There are many components of a data migration project that make such projects challenging – the technology, the politics, requirements, security, systems integration, budgets etc. So much so that the data itself can get overlooked. Crazy since the data is what the project is all about in the first place. And its the data itself than can end up being the biggest headache, particularly Customer Data. Scarily, there is a real danger that this headache will not be felt until the migration is completed and the “new data” actually see the light of day.
So what, from a Data perspective makes data migration projects such a challenge? In particular, what makes Customer Data migrations so arduous.
Customer Data Migrations in the simplest terms involve:-
- Moving data from one source or multiple sources into a new repository.
- Transforming data from its original format(s) into a single standardised format.
- And in the process identifying duplicate customers and taking some action to resolve those duplicates that are found.
So if you are about to embark on a Customer Migration program it would be a good idea, at the planning stage to make some sort of assessment regarding the complexity of the data component of the project.
There are four areas that I would focus on for each data source to be migrated.
Source System Documentation
Having accurate, well maintained and reliable documentation on the source data is invaluable.
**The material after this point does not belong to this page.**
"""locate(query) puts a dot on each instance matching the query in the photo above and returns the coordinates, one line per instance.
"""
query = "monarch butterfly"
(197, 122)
Without it you will be relying on analysing the source data and in some instances relying on experienced guesswork to establish the detailed content of some data elements.
Following a period of analysis and investigation including interviewing relevant personnel, I would attempt to assign a score relating to the quality of the available documentation:-
- Fully maintained documentation as part of a mature Data Governance program
- In use documentation plus local knowledge
- Historic documentation plus local knowledge
- Historic documentation – accuracy unknown
- No Documentation or local knowledge
Data Capture Method
How was the data captured in the first place? Or more specifically who captured it?
- Customer sourced – entered on-line by the customer themselves.
- Service Desk sourced – captured by an employee e.g. over the telephone.
Again I would attempt to assign a score along the lines of :-
- Fully trained and quality motivated as part of a mature Data Governance program
- Well trained staff with quality based targets
- Well trained staff with no or quality based targets
- Partly trained staff with no or quality based targets / Customer entered data
- Untrained / minimally trained with quantity or time based targets
Of course the actual definitions behind each score may need to vary depending on individual circumstances. And you can argue about the score given to customer entered data but its a good start.
Data Capture Validation
How rigorous was the data entry validation? In other words how much effort has gone into the design of the data entry screens in order to prevent invalid data and variations from entering the dataset.
So the scoring here might be something like:-
- Extensive business rule application to ensure data accuracy and duplicate checking as part of a mature Data Governance program.
- Extensive application of business rules and use of drop down lists
- Some application of business rules
- Basic validation – Alpha-numeric, Date formats
- All elements free form with zero validation
Has the data been maintained? We all know that data quality deteriorates over time, and even though a data validation / correction step is highly likely to be part of the migration process (Address correction, Gone away screening etc) knowing the history of the data and its provenance gives us some idea of the likelihood of unforeseen issues “crawling out of the woodwork” somewhere down the line.
So again, the scoring applied would be something like:-
- Fully maintained as part of a mature Data Governance program (address updates, name changes applied, gone-away screening, contact preferences updated etc)
- Regular address updates applied, some Name and preference updates applied
- Regular address cleansing applied
- Occasional / ad hoc cleansing applied
- Data is never changed once it is captured
So by assigning the four scores to each data source being migrated it is possible to create an overall ” migration complexity score” that, although somewhat rough and ready, I would argue is certainly better than sucking air through ones teeth and saying something like – “dunno Guv, could be tricky…”.
The simplest project would involve a single source scoring 4. Everything just gets more complex from there upwards and this can be used to inform the planning stage of the project.